Uma história viva da música popular. É como os colegas chamavam o baterista Gabriel Krause na época em que ele estava na ativa, de tanta experiência que acumulou. Não é para menos. Ele conviveu com a maior parte dos músicos que animaram a Porto Alegre dos anos 1950 e 1960, tocando em grupos melódicos como Conjunto Mocambo, Primo e Seu Conjunto e Os Menestréis. No mais famoso deles, de Norberto Baldauf, chegou a dar canja em um baile, enquanto o baterista escapulia para tomar uma cerveja no balcão.
Na memória de Krause, reluzem as noites em que tocava na bombonière do cinema Cacique, na Rua da Praia; ou em bares à beira do Guaíba, como o Piano Drink, na altura em que hoje está o prédio da Câmara de Vereadores, ou ainda o Gaytime, para os lados da José de Alencar.
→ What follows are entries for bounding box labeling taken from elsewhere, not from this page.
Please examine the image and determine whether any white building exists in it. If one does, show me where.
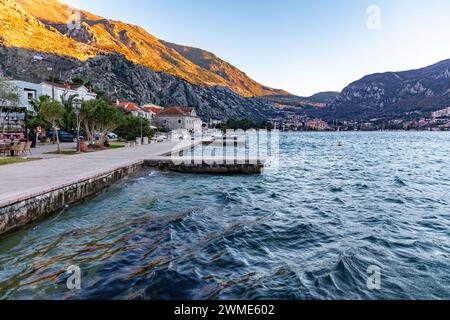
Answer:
[431,107,450,119]
[9,80,97,110]
[156,107,203,132]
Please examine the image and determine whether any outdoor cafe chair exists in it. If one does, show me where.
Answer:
[23,141,33,156]
[11,142,26,156]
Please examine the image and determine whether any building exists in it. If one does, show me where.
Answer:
[140,104,164,121]
[306,119,329,131]
[8,80,97,110]
[156,107,203,132]
[431,107,450,119]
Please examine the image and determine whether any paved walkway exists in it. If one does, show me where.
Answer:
[0,141,190,208]
[27,142,77,159]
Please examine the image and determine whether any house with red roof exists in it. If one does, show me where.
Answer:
[156,107,203,132]
[114,101,154,121]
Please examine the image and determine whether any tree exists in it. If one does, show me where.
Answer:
[39,99,64,154]
[27,96,50,141]
[0,78,20,133]
[61,94,78,131]
[80,99,122,146]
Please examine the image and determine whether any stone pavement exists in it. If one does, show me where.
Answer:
[0,141,190,208]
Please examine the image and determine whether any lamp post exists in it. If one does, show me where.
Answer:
[72,99,81,153]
Este último, a bem da verdade, não ficava à beira e sim dentro do Guaíba, pousado em palafitas e conectado à Praia de Belas por um trapiche.
– Certa noite, fomos surpreendidos com a chegada de um homem que saiu mancando de um Chevrolet, cercado de guarda-costas. Era ninguém menos do que João Goulart, o presidente da República! Disseram que tinha vindo se encontrar com uma namorada. Dona Maria (proprietária do bar) mandou servir uísque e ele ficou se divertindo um bom tempo ali – conta Krause, hoje com 83 anos.
Dos músicos que acompanhou, faz questão de citar Nicolau Kersting, Lila Ponz, Neneco, Norberto “Alemão” Rockstroh, Rui Silva, Rui Barros, Geraldo Flach, Paulo e Cesar Dorfman, Telmo Kothlar, Nelson Dienstmann, Breno Sauer, Manfredo Fest, Delcio Vieira, Hebert Gehr, Cidinho Teixeira, Osvaldo Carreiro, Zé Gonçalves e Heitor Hiltl, além de Edi, Adão e Paulo Pinheiro e do já mencionado Baldauf. Outro que Krause reverencia é o uruguaio Miguel Angel Cidras, um dos maiores arranjadores da música brasileira. No início dos anos 1960, Cidras tocava piano nos estúdios da Rádio Gaúcha, onde conheceu Elis Regina, que o levou para o Rio de Janeiro – consta que teria morado por 15 dias com a cantora e o pai dela, até arrumar apartamento por lá. O uruguaio fez o arranjo de hits como Ouro de Tolo, de Raul Seixas, e trabalhou com Erasmo Carlos, Ney Matogrosso, Elba Ramalho e Tim Maia. Mas a sua maior proeza foi compor Sandra Rosa Madalena, grande sucesso de Sidney Magal.
Krause destaca também o maestro e pianista João Antônio Peixoto, mais conhecido como Primo. Levado para Brasília pelo economista Pratini de Moraes (que foi ministro da Indústria e Comércio, das Minas e Energia e da Agricultura, entre 1972 e 2002), Primo brilhou em cerimônias oficiais, como a do jantar oferecido a Ronald Reagan na Granja do Torto, no governo de João Figueiredo. Quando Primo tocou As Time Goes By, do filme Casablanca, Reagan quebrou o protocolo e subiu ao palco para cantar junto. Outra vez, quase causou uma crise institucional ao executar o bolero Besame Mucho na festa de aniversário de Zélia Cardoso de Mello, então ministra da Fazenda, que dançou de rosto colado com Bernardo Cabral, colega do Ministério da Justiça, tornando público um romance até ali escondido entre quatro paredes.
– Eu me aperfeiçoei como baterista com o que aprendi com esses músicos, principalmente os pianistas. A maioria já morreu, não tenho mais com quem tocar – lamenta Krause, que seguiu carreira também na Defensoria Pública e hoje está aposentado.